Molecular Biology of the Cell ◽

10.1091/mbc.e14-05-1029 ◽

2014 ◽

Vol 25 (18) ◽

pp. 2866-2881 ◽

Cited By ~ 24

Author(s):

Corey L. Smith ◽

Timothy D. Matheson ◽

Daniel J. Trombly ◽

Xiaoming Sun ◽

Eric Campeau ◽

...

Keyword(s):

Repetitive Element ◽

Chromatin Assembly ◽

The Other ◽

Dna Interactions ◽

Interaction Sites ◽

Chromatin Assembly Factor ◽

Nucleolar Proteins ◽

Nucleolar Chromosome ◽

Assembly Factor ◽

Chromosome Associations

Chromatin assembly factor-1 (CAF-1) is a three-subunit protein complex conserved throughout eukaryotes that deposits histones during DNA synthesis. Here we present a novel role for the human p150 subunit in regulating nucleolar macromolecular interactions. Acute depletion of p150 causes redistribution of multiple nucleolar proteins and reduces nucleolar association with several repetitive element–containing loci.
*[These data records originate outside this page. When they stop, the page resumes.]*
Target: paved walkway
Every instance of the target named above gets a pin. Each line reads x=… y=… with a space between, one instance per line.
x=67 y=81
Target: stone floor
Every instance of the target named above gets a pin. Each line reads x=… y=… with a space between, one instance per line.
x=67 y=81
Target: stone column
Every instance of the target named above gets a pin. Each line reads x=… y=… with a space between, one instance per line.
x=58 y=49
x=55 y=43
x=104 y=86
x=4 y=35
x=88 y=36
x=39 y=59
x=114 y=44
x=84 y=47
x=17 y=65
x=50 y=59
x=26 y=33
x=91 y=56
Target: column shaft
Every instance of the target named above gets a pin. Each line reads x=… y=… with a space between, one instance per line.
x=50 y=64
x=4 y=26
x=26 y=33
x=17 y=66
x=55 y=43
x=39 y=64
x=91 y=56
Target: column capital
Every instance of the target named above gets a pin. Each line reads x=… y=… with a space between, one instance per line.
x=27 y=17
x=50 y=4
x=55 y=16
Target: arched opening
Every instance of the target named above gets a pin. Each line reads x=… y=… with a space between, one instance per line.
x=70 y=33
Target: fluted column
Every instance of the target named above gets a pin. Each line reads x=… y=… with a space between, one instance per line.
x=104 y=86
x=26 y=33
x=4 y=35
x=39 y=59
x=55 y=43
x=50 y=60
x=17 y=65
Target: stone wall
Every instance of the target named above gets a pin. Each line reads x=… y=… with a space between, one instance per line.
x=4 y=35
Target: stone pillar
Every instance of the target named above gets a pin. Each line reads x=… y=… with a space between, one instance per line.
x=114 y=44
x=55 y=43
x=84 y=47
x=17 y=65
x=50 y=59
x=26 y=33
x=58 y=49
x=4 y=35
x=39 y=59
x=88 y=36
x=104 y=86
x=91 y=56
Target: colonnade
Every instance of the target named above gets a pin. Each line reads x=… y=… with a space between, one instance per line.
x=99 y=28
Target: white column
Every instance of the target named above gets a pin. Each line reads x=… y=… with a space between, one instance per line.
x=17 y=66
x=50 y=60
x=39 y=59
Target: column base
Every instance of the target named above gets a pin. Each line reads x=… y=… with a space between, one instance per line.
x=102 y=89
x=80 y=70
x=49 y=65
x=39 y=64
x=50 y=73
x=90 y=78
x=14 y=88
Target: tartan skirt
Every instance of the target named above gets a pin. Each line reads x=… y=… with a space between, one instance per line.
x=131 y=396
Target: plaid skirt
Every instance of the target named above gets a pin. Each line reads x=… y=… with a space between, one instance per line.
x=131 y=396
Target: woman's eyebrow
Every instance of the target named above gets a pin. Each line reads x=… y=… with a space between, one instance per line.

Of note, a point mutation in a SUMO-interacting motif (SIM) within p150 abolishes nucleolar associations, whereas PCNA or HP1 interaction sites within p150 are not required for these interactions. In addition, acute depletion of SUMO-2 or the SUMO E2 ligase Ubc9 reduces α-satellite DNA association with nucleoli. The nucleolar functions of p150 are separable from its interactions with the other subunits of the CAF-1 complex because an N-terminal fragment of p150 (p150N) that cannot interact with other CAF-1 subunits is sufficient for maintaining nucleolar chromosome and protein associations. Therefore these data define novel functions for a separable domain of the p150 protein, regulating protein and DNA interactions at the nucleolus.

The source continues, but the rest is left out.